The Bridge That is Too Long

It appears this bridging approach is a reaction to evangelism stereotypes of the past by people (in my opinion) who are not gifted evangelists, but more gifted as teachers or educators. It is interesting to me that salvation in the Bible comes by exercise of our faith, not by some lengthy drawn out process of crossing some bridge to get to the other side. Using the Bridge metaphor, it is possible in my view, to stay too long on the bridge and never get to the other side. So we can have churches filled with people like in a nursery waiting to be formally given an opportunity to respond to the claims of the Gospel, but when?

The Timidity Theory

Bridging tends to foster timidity or a reticence in our presentation of the gospel. At the risk of offense, we can postpone a response indefinitely or delay a faith response so long that there is no necessity to respond. It is not what we learn and know about Christ, rather it is having a personal relationship with Jesus, the object of our faith. I read that the gospel, by nature, can be offensive to unbelievers, and rightly so. I think we can mitigate the severity of our presentation. However, we cannot hold back on the proclamation of the gospel looking for some mental assent or quiet (nodding of the head) agreement. We are looking for repentance, new birth, life commitment—crossing the bridge!

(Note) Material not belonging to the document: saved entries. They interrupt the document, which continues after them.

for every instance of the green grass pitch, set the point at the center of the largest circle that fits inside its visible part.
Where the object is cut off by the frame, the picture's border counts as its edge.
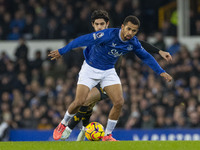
(88, 145)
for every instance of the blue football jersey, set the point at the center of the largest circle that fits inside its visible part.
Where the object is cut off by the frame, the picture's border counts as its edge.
(105, 46)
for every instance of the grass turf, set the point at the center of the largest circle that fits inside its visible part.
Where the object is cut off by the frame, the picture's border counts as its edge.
(88, 145)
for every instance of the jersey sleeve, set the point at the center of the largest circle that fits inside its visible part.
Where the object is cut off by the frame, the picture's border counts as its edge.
(149, 48)
(86, 40)
(148, 58)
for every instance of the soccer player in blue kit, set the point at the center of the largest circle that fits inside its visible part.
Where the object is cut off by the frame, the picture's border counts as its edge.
(103, 49)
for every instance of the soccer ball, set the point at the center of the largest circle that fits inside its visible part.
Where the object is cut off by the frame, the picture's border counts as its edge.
(94, 131)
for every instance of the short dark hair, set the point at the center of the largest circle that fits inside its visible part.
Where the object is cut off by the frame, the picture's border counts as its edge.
(133, 19)
(100, 14)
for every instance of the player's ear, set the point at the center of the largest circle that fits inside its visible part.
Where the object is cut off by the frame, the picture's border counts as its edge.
(107, 24)
(92, 24)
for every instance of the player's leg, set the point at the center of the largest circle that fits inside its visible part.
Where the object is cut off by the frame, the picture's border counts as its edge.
(115, 94)
(83, 114)
(112, 86)
(86, 118)
(81, 95)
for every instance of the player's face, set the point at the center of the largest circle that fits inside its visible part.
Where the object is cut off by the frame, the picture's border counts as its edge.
(128, 31)
(100, 24)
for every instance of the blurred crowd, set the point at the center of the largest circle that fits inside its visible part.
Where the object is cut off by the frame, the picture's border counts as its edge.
(65, 19)
(35, 94)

Crossing the Bridge is the Destination

The term Bridging implies that the object is crossing. Crossing for some is not getting to the other side, but just staying too long on the bridge. We can pull back any effort to present, confront and call persons to repentance. Bridging appears weak in defining sin and confronting sin. It tends to water down the power of the gospel to a small-unlit firecracker and not an explosive stick of dynamite. “The gospel is the power of God unto salvation.”

The Middle Approach

I think our modern use of Bridging as a strategy is flawed by over reaction and under reaction. As a children’s evangelist, I find working in Bridging Churches problematic. The children are often taught the gospel, over time they might be responsive to the bridging process. Teaching the gospel is more like academic learning, more cognitive content and not personal application. So what I find is a fishing pool of responsive children who respond in repentance and faith with a clear presentation of the gospel when given an opportunity. Balancing our approach is to move towards the middle, not the extremes.

Crossing Over the Bridge

The deliveryman shows up and new birth happens! It is not about manipulation, it is about a welcome invitation to respond to the claims of Jesus. It is not trickery or coercion. It is a demonstration of God’s love at work in the lives of children. It is about the Spirit of God preparing the children to respond to the Good News. Hence, crossing the bridge!

What do you call an attempt at Bridging that stops part way with no crossing over to the other side?  A Pier! It is a good effort, as far as it goes, but bridging crosses over some spatial divide. A pier might look like a bridge, but it is merely a journey to end (and back). Would this be like a bridge to nowhere?